Marx saw crisis as fundamentally embedded in capitalism's structure. Processes in the capitalist mode of production unerringly bring on crises. And he locates the most basic of these processes is the mechanism of accumulation, a process that tends to restrain the growth of the rate of profit.
While it is good to see a rebirth of interest in and advocacy of Marx's law of the tendency for the rate of profit to fall, most of its worthy supporters remain needlessly confined to Marx's expository formulae that serve well in revealing the anatomy of capitalism, but less so in exposing its disorders.
Yet the intuition behind Marx's law is easily grasped. When unmediated by the encroachment of working class forces, the capitalists' accumulation of surplus results in the extreme concentration of wealth, a concentration that reduces the opportunities to gather the expected return in the next and each successive cycle. Whether restrained by the physical limitations of workers, the potential length of the work day, diminished return on physical investment, rapacious competition, super‑inflated investment reserves, or the myriad other possible forces or factors, the rate of profit is under constant and persistent duress.

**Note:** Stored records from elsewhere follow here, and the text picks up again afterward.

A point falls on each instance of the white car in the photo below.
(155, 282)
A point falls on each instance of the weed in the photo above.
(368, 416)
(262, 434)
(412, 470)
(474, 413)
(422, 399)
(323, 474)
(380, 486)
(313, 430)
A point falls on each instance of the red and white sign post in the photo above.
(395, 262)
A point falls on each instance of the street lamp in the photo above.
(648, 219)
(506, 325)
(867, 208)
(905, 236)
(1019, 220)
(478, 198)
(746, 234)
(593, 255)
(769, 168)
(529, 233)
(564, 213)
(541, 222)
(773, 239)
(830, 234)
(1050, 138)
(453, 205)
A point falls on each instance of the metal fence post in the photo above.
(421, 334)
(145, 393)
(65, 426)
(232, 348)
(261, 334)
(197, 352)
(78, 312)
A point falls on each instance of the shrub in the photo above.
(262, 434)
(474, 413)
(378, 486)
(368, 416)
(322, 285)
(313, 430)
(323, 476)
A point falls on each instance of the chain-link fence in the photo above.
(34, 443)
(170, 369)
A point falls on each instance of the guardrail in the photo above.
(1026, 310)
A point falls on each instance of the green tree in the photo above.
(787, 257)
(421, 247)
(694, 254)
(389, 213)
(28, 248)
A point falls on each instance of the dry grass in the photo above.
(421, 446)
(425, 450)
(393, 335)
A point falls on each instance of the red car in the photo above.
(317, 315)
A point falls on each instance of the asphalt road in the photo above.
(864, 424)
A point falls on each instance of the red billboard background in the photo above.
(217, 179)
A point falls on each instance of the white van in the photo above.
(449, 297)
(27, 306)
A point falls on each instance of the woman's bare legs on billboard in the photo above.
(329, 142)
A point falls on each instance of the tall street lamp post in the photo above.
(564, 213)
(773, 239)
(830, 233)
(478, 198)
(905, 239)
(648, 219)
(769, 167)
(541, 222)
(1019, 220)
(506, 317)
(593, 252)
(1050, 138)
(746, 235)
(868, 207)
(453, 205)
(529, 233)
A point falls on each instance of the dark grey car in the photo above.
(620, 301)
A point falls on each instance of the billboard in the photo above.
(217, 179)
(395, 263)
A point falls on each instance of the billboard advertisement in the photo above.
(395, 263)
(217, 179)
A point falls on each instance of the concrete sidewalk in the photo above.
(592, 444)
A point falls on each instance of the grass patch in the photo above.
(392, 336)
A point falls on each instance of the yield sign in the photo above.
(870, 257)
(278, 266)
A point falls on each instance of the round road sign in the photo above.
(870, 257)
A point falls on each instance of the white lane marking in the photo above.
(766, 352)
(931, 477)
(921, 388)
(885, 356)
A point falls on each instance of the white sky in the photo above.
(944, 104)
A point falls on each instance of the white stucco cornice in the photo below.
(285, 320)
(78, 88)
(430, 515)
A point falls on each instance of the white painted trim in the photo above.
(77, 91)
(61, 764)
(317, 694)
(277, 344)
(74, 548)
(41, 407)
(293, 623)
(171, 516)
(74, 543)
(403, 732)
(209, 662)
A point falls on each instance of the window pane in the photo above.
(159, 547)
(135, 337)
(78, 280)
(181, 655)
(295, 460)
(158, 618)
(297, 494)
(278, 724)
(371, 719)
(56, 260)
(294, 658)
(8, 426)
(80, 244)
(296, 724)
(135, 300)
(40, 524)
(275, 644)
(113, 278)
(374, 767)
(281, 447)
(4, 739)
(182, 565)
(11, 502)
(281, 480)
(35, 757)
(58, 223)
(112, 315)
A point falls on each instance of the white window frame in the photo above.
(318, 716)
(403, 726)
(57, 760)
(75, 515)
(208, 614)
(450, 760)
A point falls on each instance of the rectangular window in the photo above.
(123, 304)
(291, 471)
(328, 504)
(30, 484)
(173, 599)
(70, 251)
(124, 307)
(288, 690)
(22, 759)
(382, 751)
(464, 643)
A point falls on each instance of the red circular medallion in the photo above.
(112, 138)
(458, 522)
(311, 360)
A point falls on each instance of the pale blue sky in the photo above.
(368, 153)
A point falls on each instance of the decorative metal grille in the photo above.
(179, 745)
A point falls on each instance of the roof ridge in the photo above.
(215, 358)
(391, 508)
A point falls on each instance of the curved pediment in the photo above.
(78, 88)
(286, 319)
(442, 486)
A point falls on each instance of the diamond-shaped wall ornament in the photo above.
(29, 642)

Leading up to the 2007 economic slowdown that presaged the 2008 collapse, the enormous pool of capital available for profitable investment was acknowledged by all reporters. Its sheer volume alone depressed interest and profit rates in the face of limited productive investment opportunities. The desperate search for a rate of return drove investors toward riskier and riskier ventures that generated the financial collapse which has been well documented. It was the pressure on profits - an expression of the tendency - that drove the investor class to a lemming‑like indulgence in arcane financial wizardry.
The neglect of Marx's tendential law since the popularity of Keynes and underconsumption/overproduction crisis theories has retarded Marxist and Communist understanding of capitalist crisis while bolstering reformist policies within the Communist movement.
Happily, there is a renewed interest in Marx's law, though a full and satisfactory understanding of its application to and operation within contemporary capitalism is yet to be given.
At any rate, the decline of earnings now emerging in the latest financial news indicates that counter‑crisis and counter-tendency measures are now exhausted in the US. Despite the euphoria of rising consumption spending and housing sales, the profit‑driven engine of US capitalism is slowing, likely allowing the US economy to drift closer to the whirlpool already drowning the European economies.
Tough times are ahead, but a fertile period to plant the seeds of socialism.